/gpml2unifiedsvg

Convert GPML files to SVG files, with unified identifiers. Hosted on Toolforge.

Primary LanguageShell

GPML Conversion Tool

Convert GPML to SVG

For test purposes, first try just converting one GPML file:

PATH="/data/project/wikipathways2wiki/www/js:/data/project/wikipathways2wiki/GPMLConverter/bin:/data/project/wikipathways2wiki/.npm-global/bin:/data/project/wikipathways2wiki/.linuxbrew/bin:$PATH"; ~/GPMLConverter/bin/gpmlconverter --id WP554 ./WP554/WP554.gpml ./WP554/WP554.svg

If that worked, convert them all:

  1. Convert from Egon's SARS-CoV-2-WikiPathways repo:
nohup ./process_batch_SARS-CoV-2-WikiPathways >~/logs/SARS-CoV-2-WikiPathways_gpml_"$(printf '%(%Y%m%d)T\n' -1)".log 2>&1 &
  1. Convert all daily approved:
nohup ./process_batch_daily_approved >~/logs/daily_approved_gpml_"$(printf '%(%Y%m%d)T\n' -1)".log 2>&1 &
  1. Release:

Check a sample pathway like WP554.

Parse and check the logs:

datenow="$(printf '%(%Y%m%d)T\n' -1)"
target_dir=daily_approved_gpml_"$datenow"
ISSUES_F="$target_dir/issues.log"
echo $'"error"\t"wpid"\t"notes"' > "$ISSUES_F"

grep 'filename_has_apostrophe' "$HOME"/logs/*_gpml_"$datenow".log | sort -u >> "$ISSUES_F"
grep 'gpml_to_svg_conversion_failed' "$HOME"/logs/*_gpml_"$datenow".log | sort -u >> "$ISSUES_F"

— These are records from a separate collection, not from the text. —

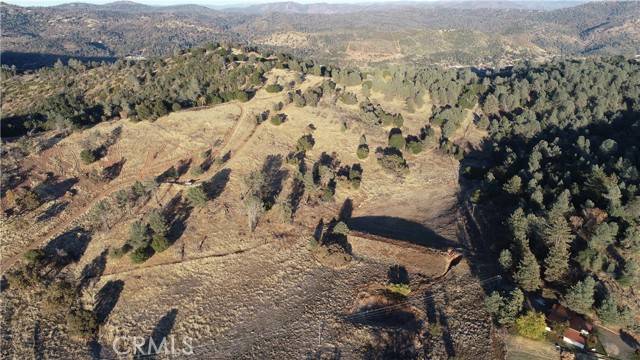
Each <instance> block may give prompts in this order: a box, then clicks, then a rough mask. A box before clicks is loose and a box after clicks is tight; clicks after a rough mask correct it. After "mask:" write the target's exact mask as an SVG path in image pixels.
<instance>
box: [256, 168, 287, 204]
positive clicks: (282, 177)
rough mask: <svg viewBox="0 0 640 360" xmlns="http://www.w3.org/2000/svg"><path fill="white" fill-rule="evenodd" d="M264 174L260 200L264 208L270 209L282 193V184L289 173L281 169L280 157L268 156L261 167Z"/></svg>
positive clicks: (283, 169)
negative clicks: (264, 206)
mask: <svg viewBox="0 0 640 360" xmlns="http://www.w3.org/2000/svg"><path fill="white" fill-rule="evenodd" d="M262 173H263V174H264V180H265V182H264V186H263V188H262V189H261V190H262V194H263V195H262V200H263V201H264V204H265V208H266V209H267V210H268V209H271V207H273V205H274V204H275V203H276V199H277V197H278V195H279V194H280V192H282V183H283V182H284V180H285V179H286V178H287V175H288V174H289V172H288V171H287V170H286V169H282V155H269V156H267V158H266V159H265V161H264V164H263V165H262Z"/></svg>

grep 'wikidata_property_missing' "$HOME"/logs/*_gpml_"$datenow".log | sort -u >> "$ISSUES_F"
grep 'wikidata_mapping_failed' "$HOME"/logs/*_gpml_"$datenow".log | sort -u >> "$ISSUES_F"
grep 'wikidata_ambiguous_mapping' "$HOME"/logs/*_gpml_"$datenow".log | sort -u >> "$ISSUES_F"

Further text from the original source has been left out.